Mengamalkan ekonomi syariah dengan membuka tabungan, deposito atau menjadi nasabah asuransi
syariah berarti mendukung upaya pemberdayaan ekonomi umat. Sebab dana yang terkumpul akan
dihimpun dan disalurkan melalui sektor perdagangan riil.

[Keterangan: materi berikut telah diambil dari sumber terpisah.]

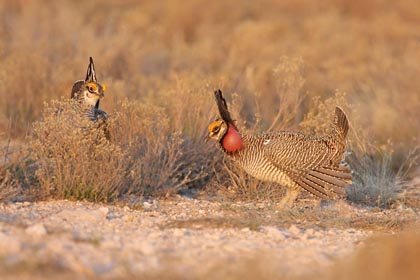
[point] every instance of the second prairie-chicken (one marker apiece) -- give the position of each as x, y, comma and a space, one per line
292, 159
87, 94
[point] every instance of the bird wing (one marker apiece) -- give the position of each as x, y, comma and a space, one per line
295, 153
308, 161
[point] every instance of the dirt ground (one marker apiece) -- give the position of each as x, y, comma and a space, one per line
185, 238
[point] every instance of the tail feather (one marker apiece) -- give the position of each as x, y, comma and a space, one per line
327, 182
313, 188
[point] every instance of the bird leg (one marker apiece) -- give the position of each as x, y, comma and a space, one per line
288, 199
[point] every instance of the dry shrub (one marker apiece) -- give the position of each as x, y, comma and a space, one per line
160, 160
144, 156
74, 158
375, 180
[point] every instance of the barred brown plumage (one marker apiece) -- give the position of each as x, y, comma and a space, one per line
292, 159
88, 93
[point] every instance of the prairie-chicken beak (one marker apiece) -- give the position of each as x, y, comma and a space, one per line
206, 138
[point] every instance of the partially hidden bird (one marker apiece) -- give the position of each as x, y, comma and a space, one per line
88, 93
294, 160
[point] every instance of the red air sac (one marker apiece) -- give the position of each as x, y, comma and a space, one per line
232, 141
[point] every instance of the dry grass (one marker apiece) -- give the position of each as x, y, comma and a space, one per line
284, 60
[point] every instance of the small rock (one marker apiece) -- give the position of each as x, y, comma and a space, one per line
84, 215
293, 229
147, 205
273, 232
310, 231
36, 230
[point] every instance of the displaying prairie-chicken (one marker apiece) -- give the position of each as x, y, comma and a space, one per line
292, 159
88, 93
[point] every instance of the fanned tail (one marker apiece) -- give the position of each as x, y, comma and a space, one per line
327, 182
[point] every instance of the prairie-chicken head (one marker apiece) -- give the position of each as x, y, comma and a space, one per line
224, 130
88, 91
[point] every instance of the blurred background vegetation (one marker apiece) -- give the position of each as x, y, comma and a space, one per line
282, 64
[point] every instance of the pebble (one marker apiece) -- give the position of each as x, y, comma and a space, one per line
36, 230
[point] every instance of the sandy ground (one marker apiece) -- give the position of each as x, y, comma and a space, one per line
176, 238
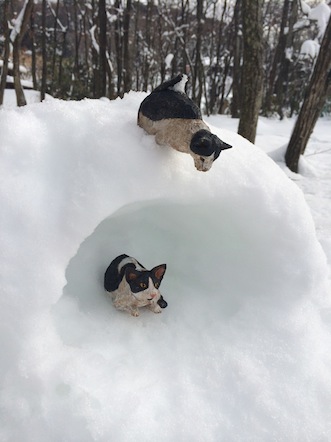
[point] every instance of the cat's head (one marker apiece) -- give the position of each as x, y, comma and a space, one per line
144, 284
205, 149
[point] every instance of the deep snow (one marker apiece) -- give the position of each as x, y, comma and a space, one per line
242, 353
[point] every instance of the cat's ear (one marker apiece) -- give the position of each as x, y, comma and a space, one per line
131, 274
159, 271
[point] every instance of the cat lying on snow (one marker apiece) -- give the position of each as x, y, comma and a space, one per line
131, 285
170, 115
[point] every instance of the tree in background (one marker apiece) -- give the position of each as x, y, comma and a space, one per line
6, 31
313, 103
252, 70
16, 36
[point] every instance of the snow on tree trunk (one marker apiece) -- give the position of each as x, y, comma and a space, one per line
16, 38
312, 104
252, 71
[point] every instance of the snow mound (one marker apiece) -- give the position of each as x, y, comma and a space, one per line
242, 351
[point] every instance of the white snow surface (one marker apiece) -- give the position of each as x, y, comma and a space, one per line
242, 353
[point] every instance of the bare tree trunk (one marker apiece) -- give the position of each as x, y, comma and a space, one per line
44, 52
252, 72
6, 51
197, 80
33, 50
126, 44
102, 83
16, 39
235, 104
312, 104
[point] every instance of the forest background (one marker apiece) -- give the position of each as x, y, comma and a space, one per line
72, 49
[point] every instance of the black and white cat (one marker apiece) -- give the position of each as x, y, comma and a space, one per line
132, 286
176, 121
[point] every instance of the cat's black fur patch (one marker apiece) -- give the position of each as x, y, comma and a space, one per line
205, 143
164, 103
113, 277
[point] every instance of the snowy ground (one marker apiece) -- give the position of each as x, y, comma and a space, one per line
242, 353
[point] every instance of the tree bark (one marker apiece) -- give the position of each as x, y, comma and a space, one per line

Mengamalkan ekonomi syariah berarti ikut mendukung gerakan amar ma'ruf nahi munkar. Sebab dana
yang terkumpul pada lembaga keuangan syariah hanya boleh disalurkan kepada usaha-usaha dan
proyek yang halal.

4. Pelaku Ekonomi Mikro Islam

Ada 3 pelaku kegiatan ekonomi diantaranya :


a. Rumah tangga adalah pemilik berbagai faktor produksi yang tersedia dalam perekonomian. Sektor ini
menyediakan tenaga kerja dan tenaga usahawan. pemilik produksi akan menawarkan faktor-faktor
produksi kepada sektor perusahaan. Sebagai balas jasa terhadap penggunaan berbagai jenis faktor
produksi ini maka sektor perusahaan akan memberikan berbagai jenis pendapatan kepada sektor rumah
tangga.
b. Perusahaan
Perusahaan merupakan organisasi yang dikembangkan oleh seseorang atau sekumpulan orang dengan
tujuan untuk menghasilkan jenis barang dan jasa yang dibutuhkan masyarakat yang disebut sebagai
pengusaha. Pengusaha dalam memproduksi barang bukan untuk memenuhi kebutuhan mereka,
melainkan tujuan mereka adalah untuk memperoleh keuntungan dari hasil usaha mereka. Perusahaan
yang dalam menjalankan kegiatan ekonomi dibedakan menjadi 3 diantaranya : industri primer
merupakan perusahaan yang mengolah kekayaan alam dan mengeksploitir faktor-faktor produksi yang
disediakan oleh alam. Seperti kegiatan pertambangan, mengeksploitir hasil hutan dan menangkap ikan
tergolong industri primer. industri sekunder merupakan perusahaan yang menghasilkan barang industri
(sepatu, baju, mobil, buku dan sebagainya), membangun perumahan dan bangunan, menyediakan air,
listrik dan gas. industri tersier adalah perusahaan yang menghasilkan jasa, yaitu perusahaan yang
menyediakan pengangkutan, menjalankan perdagangan, memberi pinjaman (lembaga-lembaga
keuangan), menyewakan bangunan (rumah dan pertokoan).
c. Pemerintah
Pemerintah yang dimaksud disini adalah badan-badan pemerintah yang bertugas mengatur kegiatan
ekonomi. badan-badan tersebut diantaranya badan penanaman modal, bank sentral, parlemen,
pemerintah daerah, angkatan bersenjata dan sebagainya. Badan-badan tersebut akan mengawasi
kegiatan rumah tangga dan perusahaan agar kegiatan ekonomi mereka dilakukan dengan cara yang
wajar dan tidak merugikan masyarakat secara keseluruhan.